Unbeknownst to the givers, the charity was being investigated by the Canada Revenue Agency.
Unbeknownst to the givers, the charity was being investigated by the Canada Revenue Agency. (Photo: iStock)

Oh what a tangled web we weave when first be practice to deceive.

The Supreme Court of Canada has just rejected to hear an appeal by a group of charitable givers who appealed a federal court decision not to allow them to be able to write off their charitable donations from their taxes.

The group was persuaded by their tax preparer to give to a charity called CanAfrica in 2006. Unbeknownst to the givers, the charity was being investigated by the Canada Revenue Agency, which took away the organization’s charitable status in 2007.

CanAfrica gave each of the givers sizeable tax receipts, ranging from $2,500 to $20,000. The only problem was that the givers didn’t really spend anywhere near the amounts for which the receipts were issued. They each spent only 10 per cent of the value of the receipts plus commission to their tax preparer.

The Ministry of National Revenue refused to allow the givers to claim tax credits for the receipts, saying that they were inflated and the donations were only made to enrich themselves.

The givers appealed the ministry’s decision to the Tax Court of Canada, which was of the opinion that the givers were entitled to claim a tax credit, because in the court’s opinion the tax receipts were not benefits but gifts, which are allowed to be deducted under the Income Tax Act of Canada.

The ministry then brought an appeal to the Federal Court of Appeal. The appeals courts cut it down to the simplest terms, saying, “a tax credit cannot exceed the amount of the gift.”

In other words, the tax receipts were indeed invalid, because they contained the incorrect amount and this violated not only the act but also the regulations that support the act.
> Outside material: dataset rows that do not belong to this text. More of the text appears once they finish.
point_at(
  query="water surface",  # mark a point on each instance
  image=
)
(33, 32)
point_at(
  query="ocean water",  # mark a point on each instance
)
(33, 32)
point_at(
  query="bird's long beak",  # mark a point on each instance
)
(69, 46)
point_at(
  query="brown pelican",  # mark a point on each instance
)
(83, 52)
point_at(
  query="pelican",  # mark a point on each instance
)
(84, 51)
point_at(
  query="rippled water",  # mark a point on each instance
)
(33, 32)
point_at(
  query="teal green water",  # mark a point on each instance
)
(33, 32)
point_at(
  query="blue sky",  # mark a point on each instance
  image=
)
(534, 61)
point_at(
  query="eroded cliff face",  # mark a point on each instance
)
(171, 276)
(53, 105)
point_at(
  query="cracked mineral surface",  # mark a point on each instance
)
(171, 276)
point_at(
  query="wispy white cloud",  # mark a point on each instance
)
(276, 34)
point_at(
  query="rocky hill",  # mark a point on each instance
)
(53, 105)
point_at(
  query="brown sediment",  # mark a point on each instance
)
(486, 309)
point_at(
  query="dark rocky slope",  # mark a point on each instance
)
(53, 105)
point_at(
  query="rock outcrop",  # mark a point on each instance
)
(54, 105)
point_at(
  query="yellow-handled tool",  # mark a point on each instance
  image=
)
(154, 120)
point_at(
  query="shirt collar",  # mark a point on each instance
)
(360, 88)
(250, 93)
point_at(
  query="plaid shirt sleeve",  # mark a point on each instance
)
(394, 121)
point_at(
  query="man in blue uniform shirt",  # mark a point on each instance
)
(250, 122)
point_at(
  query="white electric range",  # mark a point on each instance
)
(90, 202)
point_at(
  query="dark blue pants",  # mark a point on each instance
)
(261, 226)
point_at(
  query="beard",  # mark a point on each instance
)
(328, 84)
In fact, the court found that because the receipts stated the wrong amount of cash gift, they were “spoiled receipts.”

After the appeal court rejected the validity of the receipts and found the givers were not entitled to tax credits, they then tried to appeal to the Supreme Court of Canada but the court shot their appeal down.

There you have it folks, if you want to be able to claim your charitable donation at tax time, make sure your receipt states the correct amount.